Amazon.co.uk Review
The story of the codebreakers in World War II is a rift that is in danger of being exhausted. There have been a number of outstanding books about the British efforts centred on Bletchley Park, while Simon Singh's recent study of code making and breaking throughout history is a wonderful read. Nevertheless, in this substantial (430 pages) overview of all the Allied efforts in the field, 1939 to 1945, Stephen Budiansky does manage to find some fascinating new material, thanks largely to his having access to recently declassified documents.
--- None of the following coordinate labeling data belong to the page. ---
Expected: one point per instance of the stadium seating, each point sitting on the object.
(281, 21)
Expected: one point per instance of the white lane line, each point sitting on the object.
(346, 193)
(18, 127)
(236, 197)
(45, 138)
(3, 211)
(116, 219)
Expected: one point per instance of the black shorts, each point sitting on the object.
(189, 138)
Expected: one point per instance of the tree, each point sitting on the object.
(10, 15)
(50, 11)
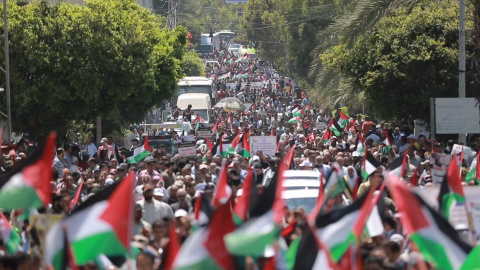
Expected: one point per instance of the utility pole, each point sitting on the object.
(172, 14)
(461, 61)
(7, 73)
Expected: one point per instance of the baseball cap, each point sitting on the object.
(158, 192)
(147, 187)
(180, 213)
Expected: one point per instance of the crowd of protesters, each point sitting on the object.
(167, 185)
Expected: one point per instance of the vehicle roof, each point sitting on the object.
(298, 193)
(195, 82)
(301, 183)
(194, 78)
(199, 101)
(301, 174)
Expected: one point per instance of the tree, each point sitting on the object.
(407, 58)
(192, 64)
(106, 58)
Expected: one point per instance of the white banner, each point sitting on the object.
(266, 144)
(186, 149)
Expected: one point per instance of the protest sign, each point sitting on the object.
(467, 153)
(204, 130)
(186, 149)
(440, 164)
(266, 144)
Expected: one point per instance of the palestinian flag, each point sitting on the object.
(262, 229)
(435, 238)
(370, 165)
(215, 127)
(341, 119)
(210, 145)
(297, 112)
(295, 120)
(397, 166)
(326, 136)
(205, 248)
(234, 144)
(29, 185)
(222, 190)
(225, 76)
(451, 189)
(197, 122)
(374, 225)
(388, 142)
(474, 168)
(243, 148)
(222, 147)
(101, 225)
(10, 237)
(361, 143)
(341, 228)
(335, 128)
(140, 153)
(202, 211)
(335, 183)
(241, 208)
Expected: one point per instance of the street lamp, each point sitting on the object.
(7, 72)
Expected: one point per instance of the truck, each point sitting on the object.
(201, 104)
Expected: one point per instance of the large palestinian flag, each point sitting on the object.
(29, 185)
(341, 119)
(341, 228)
(222, 146)
(473, 173)
(205, 248)
(101, 225)
(243, 147)
(370, 165)
(436, 239)
(11, 239)
(451, 189)
(141, 152)
(335, 182)
(262, 229)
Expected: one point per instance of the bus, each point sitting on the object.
(200, 85)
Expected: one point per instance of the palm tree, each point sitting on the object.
(358, 18)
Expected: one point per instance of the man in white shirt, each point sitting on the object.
(91, 147)
(153, 209)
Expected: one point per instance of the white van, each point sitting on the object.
(200, 102)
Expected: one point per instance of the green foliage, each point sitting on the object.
(198, 16)
(192, 64)
(79, 132)
(105, 58)
(285, 31)
(406, 59)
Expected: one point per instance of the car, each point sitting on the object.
(212, 63)
(179, 126)
(234, 48)
(295, 198)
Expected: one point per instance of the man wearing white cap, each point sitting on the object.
(182, 203)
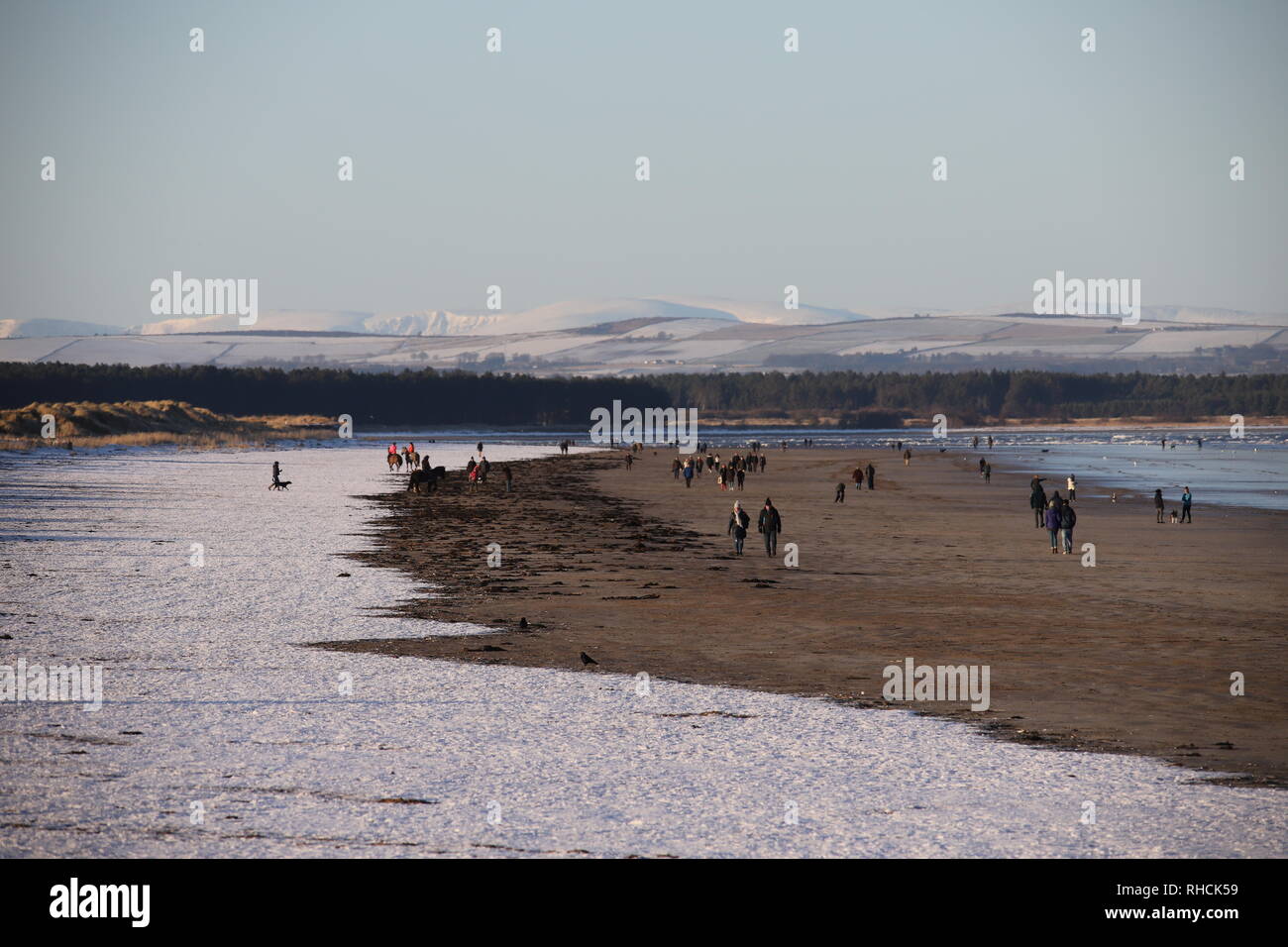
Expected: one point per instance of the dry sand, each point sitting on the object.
(629, 566)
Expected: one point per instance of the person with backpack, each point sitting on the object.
(771, 525)
(738, 523)
(1052, 525)
(1068, 518)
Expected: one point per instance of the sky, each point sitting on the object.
(518, 167)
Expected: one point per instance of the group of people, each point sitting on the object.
(730, 474)
(768, 525)
(1055, 513)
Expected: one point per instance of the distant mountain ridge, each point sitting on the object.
(579, 315)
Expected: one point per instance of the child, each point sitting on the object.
(738, 523)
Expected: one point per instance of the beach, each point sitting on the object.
(1132, 655)
(224, 731)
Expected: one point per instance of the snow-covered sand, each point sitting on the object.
(232, 715)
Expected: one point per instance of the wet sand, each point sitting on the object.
(1133, 655)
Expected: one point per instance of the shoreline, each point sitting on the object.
(1085, 659)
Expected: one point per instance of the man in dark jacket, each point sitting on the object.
(1037, 500)
(1068, 518)
(771, 525)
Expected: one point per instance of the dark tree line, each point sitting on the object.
(460, 397)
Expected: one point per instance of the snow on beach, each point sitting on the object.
(211, 707)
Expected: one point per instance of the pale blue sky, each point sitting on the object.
(518, 167)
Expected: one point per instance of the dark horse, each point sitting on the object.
(424, 480)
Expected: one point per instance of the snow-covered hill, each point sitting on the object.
(40, 329)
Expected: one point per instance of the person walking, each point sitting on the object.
(738, 523)
(1052, 525)
(1068, 518)
(769, 525)
(1037, 500)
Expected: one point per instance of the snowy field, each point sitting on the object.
(219, 736)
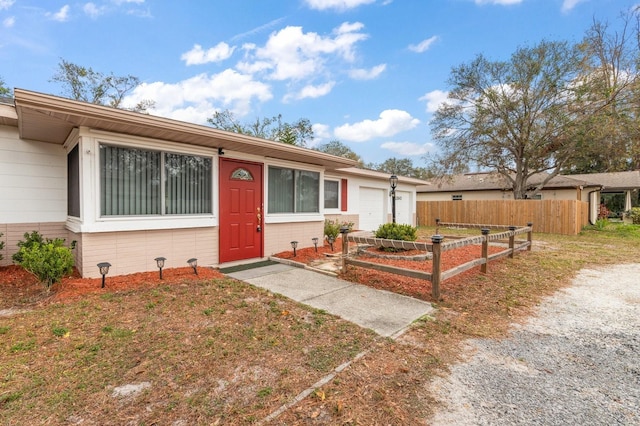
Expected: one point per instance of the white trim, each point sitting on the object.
(293, 217)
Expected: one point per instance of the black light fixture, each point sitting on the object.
(104, 270)
(193, 262)
(160, 263)
(393, 181)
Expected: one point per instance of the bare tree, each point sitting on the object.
(295, 133)
(85, 84)
(517, 117)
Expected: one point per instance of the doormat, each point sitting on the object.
(232, 269)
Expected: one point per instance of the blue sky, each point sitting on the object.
(368, 73)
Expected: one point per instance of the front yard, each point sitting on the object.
(210, 350)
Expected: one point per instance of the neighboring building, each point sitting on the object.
(618, 191)
(493, 186)
(129, 187)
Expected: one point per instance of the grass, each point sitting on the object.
(221, 351)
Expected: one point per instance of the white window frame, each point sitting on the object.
(332, 209)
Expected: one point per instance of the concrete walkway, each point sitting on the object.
(386, 313)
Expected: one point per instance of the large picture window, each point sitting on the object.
(293, 191)
(131, 183)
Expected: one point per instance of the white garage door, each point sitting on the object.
(404, 212)
(372, 203)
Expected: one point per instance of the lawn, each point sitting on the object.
(211, 350)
Budiansky has the added advantage of a master's degree in applied mathematics from Harvard, and so can lead us through the complexities of the Enigma machine, for instance, with great assurance. His grasp of the wider social and historical background to the war is also good. He characterises London during the phoney war as a place where one in five people (according to an official Gallup poll) were injured, ignominiously, not from German bombing raids, but by knocking into cars, lamp-posts or each other during blackouts. Budiansky's field of vision is global, unlike that of his predecessors, and that is his strength. He covers not only the tense, brilliant atmosphere around Alan Turing and the boffins of Bletchley Park, but also the war of letters and ciphers around the Battle of Midway, the Eastern Front, the sinking of the
Bismarck, the Torch operation (the Allied landings in North Africa), and the final, desperate German offensive in the Ardennnes, in all of which the codebreakers played a crucial role. You will have to be pretty interested in the whole subject to read a work of this size--but it is certainly a thoroughly researched and impressive account, and the most definitive yet. --
Christopher Hart
Product Description
Based on newly declassified documents, this is the first complete story of Allied code-breaking in World War II - the compelling tale of codebreaking's golden age. In 1939 cryptoanalysis was in its infancy, its practitioners' skills rudimentary and untried. The codebreakers faced huge barriers of official indifference and - from the military bureaucracy - even contempt for their work. Yet during the course of the war these men and women accomplished extraordinary feats of mathematical wizardry that turned the tide of many critical battles. New Stephen Budiansky tells their story. From the fight against the Nazi U-boats in the Atlantic, to the climactic showdown against Yamamoto's aircraft carriers at Midway, and the success of the D-Day invasion, "Battle of Wits" reveals the "shadow war" that lay behind the famous events of World War II, and breathes life into unsung heroes whose work has been wrapped in secrecy for decades. Drawing on literally thousands of previously unseen files, Budiansky provides lucid explanations of how the most impenetrable of Axis codes were actually broken - including the German ENIGMA and Japanese "Purple" machines - and traces the origins of the top-secret project, codenamed VENONA, that broke the Soviet spy codes in one of the most incredible cryptoanalytic feats of all time.